Open Sunmori opened 4 months ago
This happned with me too. I was using openrouter with Meta Llama 7B instruct.
@Sunmori To confirm, are you using the fastchat OpenAi API server that it shows on Qwen's documentation or are you running Qwen on another platform that has Qwen support? The issue may be that their API spec does not use the same outputs when doing chat completions and this causes issues with streaming. If this is the case we can create an LLM provider specifically for Qwen.
This happned with me too. I was using openrouter with Meta Llama 7B instruct.

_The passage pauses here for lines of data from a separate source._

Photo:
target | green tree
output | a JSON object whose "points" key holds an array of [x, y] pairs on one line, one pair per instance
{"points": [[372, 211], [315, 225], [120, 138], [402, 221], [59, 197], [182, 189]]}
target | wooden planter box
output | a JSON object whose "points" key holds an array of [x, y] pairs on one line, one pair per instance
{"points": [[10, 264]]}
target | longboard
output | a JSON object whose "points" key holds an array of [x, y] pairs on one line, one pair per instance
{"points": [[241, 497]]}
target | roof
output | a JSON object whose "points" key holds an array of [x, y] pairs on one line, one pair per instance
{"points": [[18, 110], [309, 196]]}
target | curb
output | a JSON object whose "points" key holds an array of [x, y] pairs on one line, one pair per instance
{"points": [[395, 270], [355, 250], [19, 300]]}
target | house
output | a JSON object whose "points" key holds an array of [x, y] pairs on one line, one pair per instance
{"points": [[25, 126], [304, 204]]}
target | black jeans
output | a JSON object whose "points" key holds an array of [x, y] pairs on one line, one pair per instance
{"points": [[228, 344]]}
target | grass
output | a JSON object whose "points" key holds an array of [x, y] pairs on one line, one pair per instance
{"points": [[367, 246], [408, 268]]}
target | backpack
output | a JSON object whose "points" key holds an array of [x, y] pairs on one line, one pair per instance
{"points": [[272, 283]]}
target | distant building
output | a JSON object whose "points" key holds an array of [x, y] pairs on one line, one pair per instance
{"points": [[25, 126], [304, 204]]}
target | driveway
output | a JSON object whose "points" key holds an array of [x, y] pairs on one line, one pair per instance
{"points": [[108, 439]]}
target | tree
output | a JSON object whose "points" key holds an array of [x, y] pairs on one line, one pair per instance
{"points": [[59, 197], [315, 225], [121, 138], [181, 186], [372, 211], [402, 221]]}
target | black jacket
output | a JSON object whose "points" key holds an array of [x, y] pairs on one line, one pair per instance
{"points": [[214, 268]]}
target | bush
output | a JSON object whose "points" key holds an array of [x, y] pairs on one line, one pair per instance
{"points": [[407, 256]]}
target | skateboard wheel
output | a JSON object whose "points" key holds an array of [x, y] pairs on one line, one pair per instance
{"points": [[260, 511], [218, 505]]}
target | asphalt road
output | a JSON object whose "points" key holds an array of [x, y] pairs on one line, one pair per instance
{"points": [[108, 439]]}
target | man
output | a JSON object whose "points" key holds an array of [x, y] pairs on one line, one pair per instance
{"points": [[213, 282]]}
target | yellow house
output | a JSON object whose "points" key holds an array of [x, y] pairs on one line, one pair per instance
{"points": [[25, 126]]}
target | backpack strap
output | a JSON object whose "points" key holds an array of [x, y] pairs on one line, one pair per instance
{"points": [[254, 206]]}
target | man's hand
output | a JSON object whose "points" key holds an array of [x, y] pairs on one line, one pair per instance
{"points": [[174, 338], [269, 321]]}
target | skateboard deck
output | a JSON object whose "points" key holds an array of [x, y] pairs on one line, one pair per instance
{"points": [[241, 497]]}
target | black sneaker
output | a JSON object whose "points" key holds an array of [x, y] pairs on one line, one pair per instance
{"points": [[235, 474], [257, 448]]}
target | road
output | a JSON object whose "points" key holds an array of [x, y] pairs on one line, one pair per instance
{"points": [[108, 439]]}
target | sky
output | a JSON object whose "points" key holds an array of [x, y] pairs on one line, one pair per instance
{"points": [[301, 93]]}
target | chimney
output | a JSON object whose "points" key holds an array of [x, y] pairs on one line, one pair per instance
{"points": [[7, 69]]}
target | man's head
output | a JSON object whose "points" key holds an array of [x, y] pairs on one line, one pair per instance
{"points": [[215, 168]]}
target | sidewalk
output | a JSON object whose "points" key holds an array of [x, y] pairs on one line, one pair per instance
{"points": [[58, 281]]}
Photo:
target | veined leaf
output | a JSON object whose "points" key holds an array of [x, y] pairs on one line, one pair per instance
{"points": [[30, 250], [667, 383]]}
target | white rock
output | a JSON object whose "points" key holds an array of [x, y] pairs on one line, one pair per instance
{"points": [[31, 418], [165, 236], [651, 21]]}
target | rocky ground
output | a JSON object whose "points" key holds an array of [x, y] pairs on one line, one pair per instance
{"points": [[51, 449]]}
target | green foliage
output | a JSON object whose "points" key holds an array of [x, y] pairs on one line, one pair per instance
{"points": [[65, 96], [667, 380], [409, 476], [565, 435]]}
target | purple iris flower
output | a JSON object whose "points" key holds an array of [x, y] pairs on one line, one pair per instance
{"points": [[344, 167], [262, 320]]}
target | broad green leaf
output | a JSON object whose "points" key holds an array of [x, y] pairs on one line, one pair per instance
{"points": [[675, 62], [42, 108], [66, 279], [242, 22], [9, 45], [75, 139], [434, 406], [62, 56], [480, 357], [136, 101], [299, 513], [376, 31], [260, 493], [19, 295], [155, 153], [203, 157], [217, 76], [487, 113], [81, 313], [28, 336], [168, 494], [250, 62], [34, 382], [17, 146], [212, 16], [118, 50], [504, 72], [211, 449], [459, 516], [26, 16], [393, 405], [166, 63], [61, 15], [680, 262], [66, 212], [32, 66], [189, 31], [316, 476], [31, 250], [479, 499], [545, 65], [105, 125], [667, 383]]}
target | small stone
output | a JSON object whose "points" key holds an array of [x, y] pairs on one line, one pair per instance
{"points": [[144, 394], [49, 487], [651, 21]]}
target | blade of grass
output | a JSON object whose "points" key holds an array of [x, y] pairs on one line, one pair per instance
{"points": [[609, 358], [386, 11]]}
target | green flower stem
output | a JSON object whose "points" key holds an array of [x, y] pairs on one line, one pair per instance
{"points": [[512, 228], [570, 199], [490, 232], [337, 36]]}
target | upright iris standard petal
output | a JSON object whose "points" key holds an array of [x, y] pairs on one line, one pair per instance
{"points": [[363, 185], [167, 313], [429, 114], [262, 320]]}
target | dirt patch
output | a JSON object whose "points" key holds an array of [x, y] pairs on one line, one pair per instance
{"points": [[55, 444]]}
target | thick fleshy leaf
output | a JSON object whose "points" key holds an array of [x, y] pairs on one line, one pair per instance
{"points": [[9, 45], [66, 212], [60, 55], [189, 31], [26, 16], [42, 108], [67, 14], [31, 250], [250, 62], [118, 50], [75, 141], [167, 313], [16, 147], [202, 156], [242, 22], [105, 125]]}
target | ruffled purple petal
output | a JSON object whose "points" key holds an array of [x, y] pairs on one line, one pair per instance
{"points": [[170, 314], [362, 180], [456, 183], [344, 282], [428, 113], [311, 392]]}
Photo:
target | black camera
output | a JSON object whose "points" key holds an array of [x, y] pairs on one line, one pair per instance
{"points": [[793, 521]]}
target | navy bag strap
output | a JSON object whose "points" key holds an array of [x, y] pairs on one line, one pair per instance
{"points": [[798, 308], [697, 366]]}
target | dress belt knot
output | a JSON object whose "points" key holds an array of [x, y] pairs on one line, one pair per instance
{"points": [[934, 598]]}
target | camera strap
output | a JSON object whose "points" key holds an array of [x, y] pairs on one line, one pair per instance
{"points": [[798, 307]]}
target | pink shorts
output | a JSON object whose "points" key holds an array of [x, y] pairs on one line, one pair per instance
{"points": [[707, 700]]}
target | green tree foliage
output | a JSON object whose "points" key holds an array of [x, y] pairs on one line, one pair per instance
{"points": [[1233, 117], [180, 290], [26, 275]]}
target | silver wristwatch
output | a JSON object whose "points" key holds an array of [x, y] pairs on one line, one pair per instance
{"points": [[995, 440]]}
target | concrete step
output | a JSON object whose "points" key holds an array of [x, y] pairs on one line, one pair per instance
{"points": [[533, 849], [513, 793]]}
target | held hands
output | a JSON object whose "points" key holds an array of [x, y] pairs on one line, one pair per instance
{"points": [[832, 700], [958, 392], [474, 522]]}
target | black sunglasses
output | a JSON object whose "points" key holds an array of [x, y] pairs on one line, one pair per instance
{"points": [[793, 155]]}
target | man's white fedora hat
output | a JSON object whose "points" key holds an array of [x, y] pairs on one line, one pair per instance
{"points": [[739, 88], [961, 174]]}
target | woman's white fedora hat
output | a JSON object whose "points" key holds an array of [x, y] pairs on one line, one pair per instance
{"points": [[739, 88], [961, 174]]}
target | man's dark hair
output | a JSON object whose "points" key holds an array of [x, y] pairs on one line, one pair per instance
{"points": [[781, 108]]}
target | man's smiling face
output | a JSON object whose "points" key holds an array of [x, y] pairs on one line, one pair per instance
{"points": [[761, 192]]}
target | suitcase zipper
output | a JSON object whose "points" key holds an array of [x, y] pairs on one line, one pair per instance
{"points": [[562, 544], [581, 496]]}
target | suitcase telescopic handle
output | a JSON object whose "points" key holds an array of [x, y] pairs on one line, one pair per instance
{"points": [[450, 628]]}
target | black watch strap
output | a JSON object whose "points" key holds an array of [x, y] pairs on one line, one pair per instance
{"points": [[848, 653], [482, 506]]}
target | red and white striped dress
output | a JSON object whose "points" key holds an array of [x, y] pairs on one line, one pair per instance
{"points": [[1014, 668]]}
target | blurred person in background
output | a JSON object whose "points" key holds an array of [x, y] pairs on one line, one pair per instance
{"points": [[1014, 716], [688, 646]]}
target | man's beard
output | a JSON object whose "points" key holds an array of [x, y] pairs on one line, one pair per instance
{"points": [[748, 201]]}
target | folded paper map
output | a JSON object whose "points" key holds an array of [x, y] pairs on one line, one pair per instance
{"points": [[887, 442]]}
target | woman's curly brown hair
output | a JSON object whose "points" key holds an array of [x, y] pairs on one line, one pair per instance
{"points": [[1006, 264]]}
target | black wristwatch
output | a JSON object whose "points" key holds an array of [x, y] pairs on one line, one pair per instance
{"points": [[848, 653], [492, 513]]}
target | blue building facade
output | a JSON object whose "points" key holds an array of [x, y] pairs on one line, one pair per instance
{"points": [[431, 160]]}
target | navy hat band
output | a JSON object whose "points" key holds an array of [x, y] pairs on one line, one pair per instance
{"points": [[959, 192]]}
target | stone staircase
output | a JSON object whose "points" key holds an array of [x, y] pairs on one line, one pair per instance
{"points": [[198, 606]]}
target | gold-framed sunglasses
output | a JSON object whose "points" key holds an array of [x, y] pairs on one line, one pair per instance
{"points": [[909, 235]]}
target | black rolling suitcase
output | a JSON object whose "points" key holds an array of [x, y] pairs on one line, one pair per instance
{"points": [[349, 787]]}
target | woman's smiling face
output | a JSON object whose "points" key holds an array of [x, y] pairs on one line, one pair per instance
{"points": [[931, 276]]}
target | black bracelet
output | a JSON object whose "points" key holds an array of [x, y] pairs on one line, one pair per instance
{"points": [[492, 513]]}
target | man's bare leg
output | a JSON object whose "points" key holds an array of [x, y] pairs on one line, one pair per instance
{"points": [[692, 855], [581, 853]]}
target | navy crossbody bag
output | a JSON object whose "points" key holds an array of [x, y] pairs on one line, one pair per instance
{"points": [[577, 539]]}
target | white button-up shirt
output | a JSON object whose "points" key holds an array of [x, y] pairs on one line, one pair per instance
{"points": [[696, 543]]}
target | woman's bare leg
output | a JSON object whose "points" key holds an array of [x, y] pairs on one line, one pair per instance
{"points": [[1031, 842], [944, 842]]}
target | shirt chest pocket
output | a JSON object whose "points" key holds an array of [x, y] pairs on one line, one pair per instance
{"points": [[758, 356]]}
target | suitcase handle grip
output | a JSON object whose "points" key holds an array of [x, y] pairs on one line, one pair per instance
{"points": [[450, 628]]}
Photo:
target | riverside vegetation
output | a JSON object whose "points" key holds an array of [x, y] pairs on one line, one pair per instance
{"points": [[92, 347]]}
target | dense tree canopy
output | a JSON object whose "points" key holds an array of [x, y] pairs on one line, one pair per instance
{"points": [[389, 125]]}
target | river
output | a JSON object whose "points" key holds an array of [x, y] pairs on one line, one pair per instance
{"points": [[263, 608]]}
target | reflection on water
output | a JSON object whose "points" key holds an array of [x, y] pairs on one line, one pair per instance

This is a known issue with some openrouter models. This has nothing to do with AnythingLLM and is a model issue where the model quantization is most likely causing it to give garbage responses and finishing responses early.
@Sunmori To confirm, are you using the fastchat OpenAi API server that it shows on Qwen's documentation or are you running Qwen on another platform that has Qwen support? The issue may be that their API spec does not use the same outputs when doing chat completions and this causes issues with streaming. If this is the case we can create an LLM provider specifically for Qwen.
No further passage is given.